A licensed medical practitioner must certify in writing that the beneficiary is not expected to live for more than five years. The holder then makes the election and provides the election along with the medical certification to the RDSP issuer. The issuer will inform Employment and Social Development Canada (ESDC) of the SDSP election. Once the election is made, the plan is no longer eligible for contributions, and is not able to attract any new grant or bond money.
Managing PGAP status
If a plan is a PGAP, the 10% maximum withdrawal can be restrictive. It may be worth making additional contributions to move a plan out of PGAP status. Ensuring the private contributions outweigh the government incentives will provide greater withdrawal flexibility in future years.
The power of patience
RDSP beneficiaries are not eligible for grants and bonds after age 49 and each passing year reduces the AHA. If you can wait until age 60 to begin withdrawals, the repayment rule disappears entirely. This allows the beneficiary to access the RDSP funds without any repayment of grants or bonds.
Final thoughts
The RDSP is a highly effective tool for securing the long-term financial future of Canadians with disabilities and their families. This powerful vehicle combines tax-sheltered investment growth with substantial government incentives, making it possible for individuals with disabilities to build wealth that may otherwise be out of reach.

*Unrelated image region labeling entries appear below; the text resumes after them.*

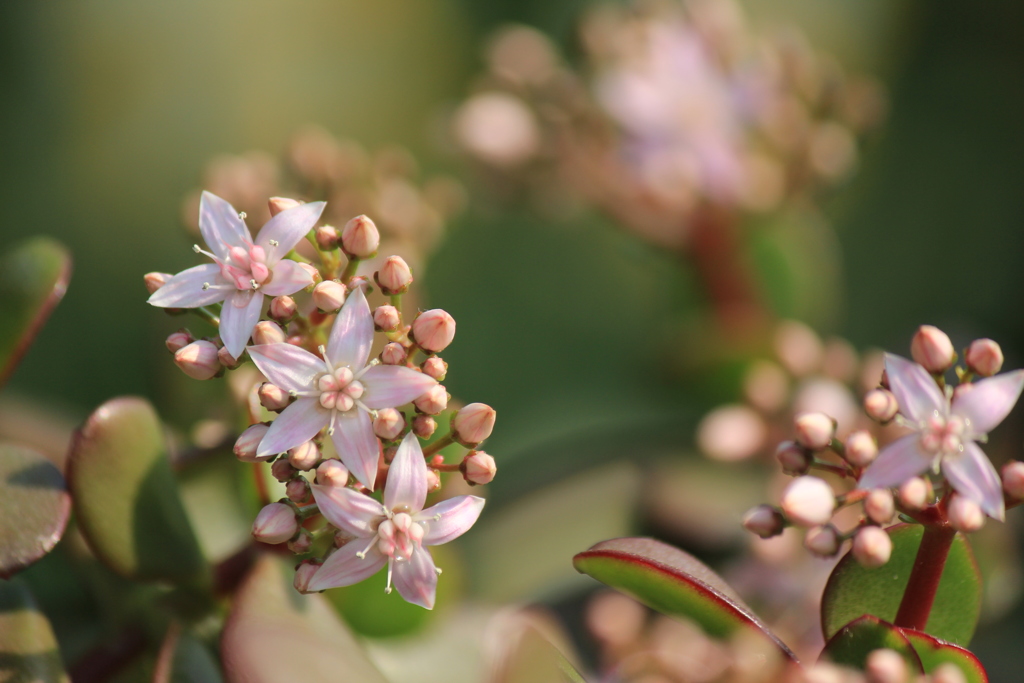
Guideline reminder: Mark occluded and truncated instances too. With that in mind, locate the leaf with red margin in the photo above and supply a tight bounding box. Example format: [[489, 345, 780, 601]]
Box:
[[572, 539, 797, 660]]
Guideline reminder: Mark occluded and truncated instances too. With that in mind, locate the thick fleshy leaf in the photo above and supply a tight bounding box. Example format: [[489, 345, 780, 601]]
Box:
[[0, 443, 71, 579], [68, 396, 207, 582], [220, 557, 387, 683], [572, 539, 795, 658], [821, 524, 981, 645], [0, 238, 71, 386]]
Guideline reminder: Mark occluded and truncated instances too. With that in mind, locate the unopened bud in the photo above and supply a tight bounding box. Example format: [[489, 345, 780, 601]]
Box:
[[253, 503, 299, 545], [341, 216, 381, 258], [174, 340, 221, 380]]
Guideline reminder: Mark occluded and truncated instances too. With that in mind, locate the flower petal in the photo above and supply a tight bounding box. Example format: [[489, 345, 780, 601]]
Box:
[[327, 287, 374, 373], [384, 432, 427, 513], [148, 263, 229, 308], [857, 433, 935, 490], [413, 496, 485, 546], [249, 344, 327, 391], [306, 539, 387, 592], [312, 483, 387, 539], [886, 353, 948, 423], [359, 366, 437, 411], [256, 202, 327, 265], [256, 398, 331, 458], [942, 441, 1006, 521], [391, 548, 437, 609], [331, 411, 381, 490], [950, 370, 1024, 434]]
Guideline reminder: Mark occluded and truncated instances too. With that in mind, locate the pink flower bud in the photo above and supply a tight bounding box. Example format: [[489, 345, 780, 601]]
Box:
[[964, 339, 1002, 377], [374, 256, 413, 296], [341, 216, 381, 258], [412, 308, 455, 353], [253, 503, 299, 545], [853, 526, 893, 569], [313, 280, 345, 313], [910, 325, 956, 373], [459, 451, 498, 486], [452, 403, 498, 447], [174, 340, 220, 380], [781, 476, 836, 526]]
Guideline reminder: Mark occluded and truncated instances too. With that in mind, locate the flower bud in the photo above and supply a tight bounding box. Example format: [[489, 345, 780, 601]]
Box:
[[853, 526, 893, 569], [459, 451, 498, 486], [964, 339, 1002, 377], [411, 308, 455, 353], [253, 503, 299, 545], [374, 256, 413, 296], [174, 340, 221, 380], [341, 216, 381, 258], [780, 476, 836, 526]]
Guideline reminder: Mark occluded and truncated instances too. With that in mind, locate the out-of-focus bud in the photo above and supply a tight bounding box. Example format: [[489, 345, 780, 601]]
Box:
[[341, 216, 381, 258], [253, 503, 299, 545], [964, 339, 1002, 377], [313, 280, 345, 313], [410, 308, 455, 353], [910, 325, 956, 373], [174, 340, 221, 380], [452, 403, 498, 449], [780, 476, 836, 526], [459, 451, 498, 486], [793, 413, 836, 451], [374, 256, 413, 296], [853, 526, 893, 569]]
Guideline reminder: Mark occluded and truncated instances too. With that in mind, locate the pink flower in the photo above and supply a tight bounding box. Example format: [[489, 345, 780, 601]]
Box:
[[150, 191, 325, 358], [857, 353, 1024, 519], [249, 286, 437, 489], [307, 433, 484, 609]]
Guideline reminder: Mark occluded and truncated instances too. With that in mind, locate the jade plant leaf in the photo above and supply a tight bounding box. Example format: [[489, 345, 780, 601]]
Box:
[[68, 396, 207, 583], [821, 524, 982, 645], [220, 556, 387, 683], [0, 443, 71, 579], [0, 238, 71, 386], [572, 539, 796, 659]]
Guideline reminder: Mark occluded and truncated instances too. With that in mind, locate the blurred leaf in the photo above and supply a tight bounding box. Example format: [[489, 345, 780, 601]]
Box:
[[68, 396, 207, 583], [0, 443, 71, 579], [572, 539, 795, 658], [821, 524, 981, 645], [0, 581, 71, 683], [220, 556, 387, 683], [0, 238, 71, 386]]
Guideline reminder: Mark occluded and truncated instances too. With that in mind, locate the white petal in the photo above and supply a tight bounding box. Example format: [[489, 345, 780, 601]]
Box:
[[413, 496, 485, 546], [148, 263, 229, 308], [359, 366, 437, 411], [942, 441, 1006, 521], [952, 370, 1024, 434]]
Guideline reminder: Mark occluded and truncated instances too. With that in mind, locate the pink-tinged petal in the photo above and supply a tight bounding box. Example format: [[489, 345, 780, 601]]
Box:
[[249, 344, 327, 391], [148, 263, 229, 308], [256, 398, 331, 458], [384, 432, 427, 513], [413, 496, 486, 546], [392, 548, 437, 609], [857, 433, 935, 490], [199, 191, 252, 260], [220, 290, 263, 358], [886, 353, 947, 422], [327, 287, 374, 373], [942, 441, 1006, 521], [312, 483, 386, 545], [260, 258, 313, 296], [950, 370, 1024, 434], [256, 202, 327, 265], [306, 539, 387, 592], [331, 411, 381, 490]]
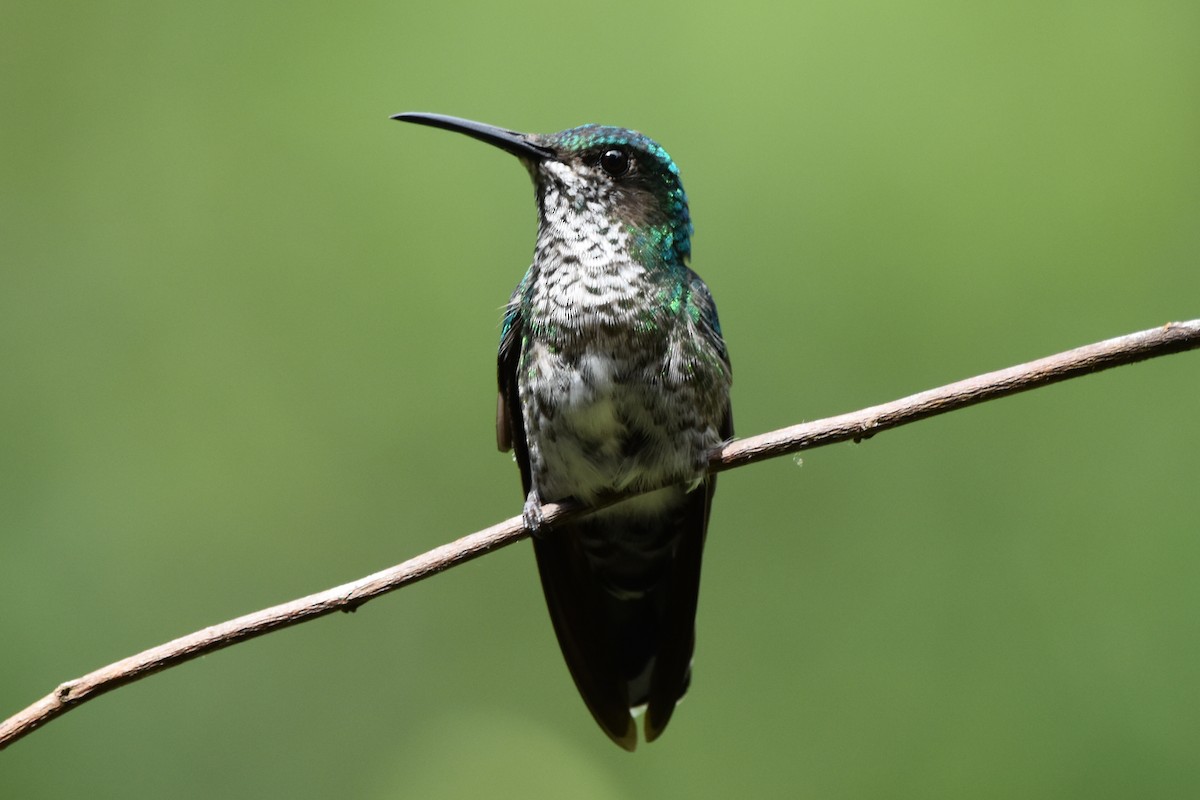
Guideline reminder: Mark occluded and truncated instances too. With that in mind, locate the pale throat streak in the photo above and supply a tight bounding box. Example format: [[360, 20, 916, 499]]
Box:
[[520, 162, 728, 525]]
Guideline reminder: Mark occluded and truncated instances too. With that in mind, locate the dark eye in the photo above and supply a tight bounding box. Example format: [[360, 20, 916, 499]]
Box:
[[600, 150, 629, 178]]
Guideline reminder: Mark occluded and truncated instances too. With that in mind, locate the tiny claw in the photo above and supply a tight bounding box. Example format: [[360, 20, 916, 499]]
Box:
[[521, 492, 545, 536]]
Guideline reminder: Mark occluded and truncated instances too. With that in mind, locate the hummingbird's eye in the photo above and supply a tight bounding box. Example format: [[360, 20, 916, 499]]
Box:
[[600, 150, 629, 178]]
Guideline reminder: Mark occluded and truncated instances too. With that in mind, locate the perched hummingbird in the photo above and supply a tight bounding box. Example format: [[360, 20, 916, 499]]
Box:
[[392, 113, 733, 751]]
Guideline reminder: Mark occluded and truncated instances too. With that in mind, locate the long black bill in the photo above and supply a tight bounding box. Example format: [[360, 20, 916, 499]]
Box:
[[391, 112, 553, 161]]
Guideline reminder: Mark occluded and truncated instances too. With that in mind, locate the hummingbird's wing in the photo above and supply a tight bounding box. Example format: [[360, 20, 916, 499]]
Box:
[[646, 270, 733, 741], [646, 407, 733, 741]]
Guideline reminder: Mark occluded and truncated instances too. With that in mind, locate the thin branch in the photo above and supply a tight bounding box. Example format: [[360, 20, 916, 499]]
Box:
[[0, 319, 1200, 750]]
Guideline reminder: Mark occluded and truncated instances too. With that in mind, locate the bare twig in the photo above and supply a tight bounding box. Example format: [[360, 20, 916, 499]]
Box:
[[0, 319, 1200, 750]]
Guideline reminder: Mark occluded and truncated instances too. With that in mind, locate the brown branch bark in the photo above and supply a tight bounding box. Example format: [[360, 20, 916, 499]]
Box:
[[0, 319, 1200, 750]]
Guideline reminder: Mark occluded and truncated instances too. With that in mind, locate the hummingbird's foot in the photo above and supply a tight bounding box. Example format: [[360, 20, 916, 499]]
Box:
[[521, 492, 545, 536]]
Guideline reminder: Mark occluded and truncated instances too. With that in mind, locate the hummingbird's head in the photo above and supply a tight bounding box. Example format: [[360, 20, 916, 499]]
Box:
[[392, 113, 692, 264]]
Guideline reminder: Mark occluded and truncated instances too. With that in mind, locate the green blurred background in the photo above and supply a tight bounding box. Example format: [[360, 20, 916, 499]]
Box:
[[0, 0, 1200, 799]]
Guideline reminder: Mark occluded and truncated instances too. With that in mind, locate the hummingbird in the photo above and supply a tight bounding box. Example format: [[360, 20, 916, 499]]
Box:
[[391, 112, 733, 751]]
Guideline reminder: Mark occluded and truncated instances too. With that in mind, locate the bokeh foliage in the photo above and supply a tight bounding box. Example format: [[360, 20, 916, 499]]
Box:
[[0, 0, 1200, 799]]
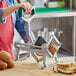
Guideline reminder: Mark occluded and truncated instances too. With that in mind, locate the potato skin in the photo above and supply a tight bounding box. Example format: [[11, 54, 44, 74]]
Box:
[[0, 51, 12, 62], [7, 61, 15, 68], [0, 60, 7, 70], [49, 44, 58, 54]]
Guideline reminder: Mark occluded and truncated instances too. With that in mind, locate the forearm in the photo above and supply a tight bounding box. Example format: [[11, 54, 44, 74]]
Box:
[[3, 4, 22, 18]]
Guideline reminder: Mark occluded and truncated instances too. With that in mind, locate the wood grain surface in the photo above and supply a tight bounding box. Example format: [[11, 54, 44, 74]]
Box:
[[0, 58, 76, 76]]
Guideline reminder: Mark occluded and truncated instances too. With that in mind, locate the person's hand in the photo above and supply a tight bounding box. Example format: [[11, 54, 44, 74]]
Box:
[[21, 2, 32, 13]]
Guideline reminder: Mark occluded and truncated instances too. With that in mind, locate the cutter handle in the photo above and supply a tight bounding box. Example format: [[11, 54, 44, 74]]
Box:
[[18, 7, 35, 17]]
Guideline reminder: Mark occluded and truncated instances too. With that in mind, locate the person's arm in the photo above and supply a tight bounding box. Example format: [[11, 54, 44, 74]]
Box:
[[2, 2, 32, 18]]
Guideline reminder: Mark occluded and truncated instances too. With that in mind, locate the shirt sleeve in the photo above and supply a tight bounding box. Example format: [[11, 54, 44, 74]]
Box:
[[0, 8, 6, 23]]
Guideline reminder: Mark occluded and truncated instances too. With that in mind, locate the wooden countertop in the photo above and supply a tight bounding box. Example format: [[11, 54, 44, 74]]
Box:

Achieving success with an RDSP requires strategic planning, not only to maximize both contributions and government incentives but also to navigate the complex rules for the decumulation or withdrawal phase and avoid penalties. Think of the RDSP as a marathon, not a sprint. By understanding these rules now, you are safeguarding your future self and ensuring the government's financial support remains firmly in your hands.
References
1 Different minimum and maximum amounts may apply if payments are made:
- From an RDSP before the end of the year in which the beneficiary turns 59
- From a specified disability savings plan (SDSP)
- From an RDSP in a specified year (the calendar year the medical practitioner certifies the beneficiary is not expected to live longer than five years and that certification is provided to the RDSP issuer).